Niewiele z tego wszystkiego wynikało, a paradoksalnie dużo lepsze okazje stworzyli sobie goście. Najpierw niewiele brakowało, by błąd Adriana wykorzystał Pierre-Emerick Aubameyang, a następnie dwukrotnie bliski szczęścia był Pepe.
Nie udało się Arsenalowi, Liverpool nie był w stanie strzelić z gry, to pierwszego gola w tym spotkaniu przyniósł stały fragment gry. W 41. minucie dobre dośrodkowanie z rzutu rożnego wykorzystał Joel Matip, który uderzeniem głową skierował piłkę do siatki.
Jeśli chodzi o pierwszą połowę, to doszło podczas niej do bardzo ciekawego wydarzenia. Virgil van Dijk po raz pierwszy od pięćdziesięciu spotkań został bowiem przedryblowany przez przeciwnika. Sztuki tej dokonał Pepe, który należał do najbardziej aktywnych graczy swojego zespołu.
Wydawało się, że Kanonierzy ruszą w drugiej połowie do bardziej zdecydowanych ataków, jednak do niczego takiego nie doszło. Arsenal miał zbyt mało argumentów w ofensywie, a jakby tego było mało, popełniał proste błędy w obronie, który były bardzo skwapliwie wykorzystywane przez gospodarzy.
Co ciekawe, dwukrotnie mylił się David Luiz, a więc nowy człowiek w ekipie The Reds. Najpierw w bezmyślny sposób sfaulował on Mohameda Salaha, co zakończyło się „jedenastką” pewnie wykorzystaną przez samego poszkodowanego. Niedługo po tym zagraniu Luiz dał się z dziecinną łatwością ograć Salahowi, a ten popędził na bramkę Leno i płaskim strzałem przy słupku nie dał mu żadnych szans na skuteczną interwencję.

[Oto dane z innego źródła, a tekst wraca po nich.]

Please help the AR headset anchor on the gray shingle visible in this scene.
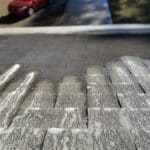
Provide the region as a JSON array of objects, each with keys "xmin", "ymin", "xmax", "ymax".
[{"xmin": 11, "ymin": 108, "xmax": 85, "ymax": 129}]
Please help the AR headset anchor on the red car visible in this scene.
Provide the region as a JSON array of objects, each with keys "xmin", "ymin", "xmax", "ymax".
[{"xmin": 8, "ymin": 0, "xmax": 49, "ymax": 17}]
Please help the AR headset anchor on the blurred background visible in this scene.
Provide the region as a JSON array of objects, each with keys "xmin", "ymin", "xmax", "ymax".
[
  {"xmin": 110, "ymin": 0, "xmax": 150, "ymax": 23},
  {"xmin": 0, "ymin": 0, "xmax": 149, "ymax": 27}
]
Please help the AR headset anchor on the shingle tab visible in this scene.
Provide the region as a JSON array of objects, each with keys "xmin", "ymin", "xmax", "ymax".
[
  {"xmin": 0, "ymin": 72, "xmax": 36, "ymax": 127},
  {"xmin": 122, "ymin": 56, "xmax": 150, "ymax": 93},
  {"xmin": 11, "ymin": 108, "xmax": 85, "ymax": 129},
  {"xmin": 55, "ymin": 76, "xmax": 86, "ymax": 117},
  {"xmin": 0, "ymin": 64, "xmax": 20, "ymax": 91},
  {"xmin": 134, "ymin": 130, "xmax": 150, "ymax": 150},
  {"xmin": 117, "ymin": 94, "xmax": 150, "ymax": 108},
  {"xmin": 0, "ymin": 128, "xmax": 45, "ymax": 150},
  {"xmin": 87, "ymin": 67, "xmax": 119, "ymax": 108}
]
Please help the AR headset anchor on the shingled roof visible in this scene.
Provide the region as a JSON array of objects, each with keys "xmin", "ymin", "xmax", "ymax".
[{"xmin": 0, "ymin": 56, "xmax": 149, "ymax": 149}]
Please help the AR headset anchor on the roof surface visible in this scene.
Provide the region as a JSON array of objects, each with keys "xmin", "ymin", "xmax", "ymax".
[
  {"xmin": 0, "ymin": 34, "xmax": 150, "ymax": 81},
  {"xmin": 0, "ymin": 55, "xmax": 150, "ymax": 149},
  {"xmin": 0, "ymin": 34, "xmax": 150, "ymax": 149}
]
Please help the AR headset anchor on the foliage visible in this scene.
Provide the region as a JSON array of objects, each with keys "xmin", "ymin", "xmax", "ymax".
[{"xmin": 109, "ymin": 0, "xmax": 150, "ymax": 23}]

Trzecie trafienie dla Liverpoolu było rozstrzygające. Arsenal po takich ciosach już się nie podniósł i chociaż w 85. minucie gola kontaktowego strzelił Lucas Torreira, to na więcej podopiecznych Unaia Emery’ego nie było już stać. Gospodarze dotrwali z korzystnym wynikiem do końca zawodów i wygrali swój trzeci kolejny mecz ligowy w tym sezonie.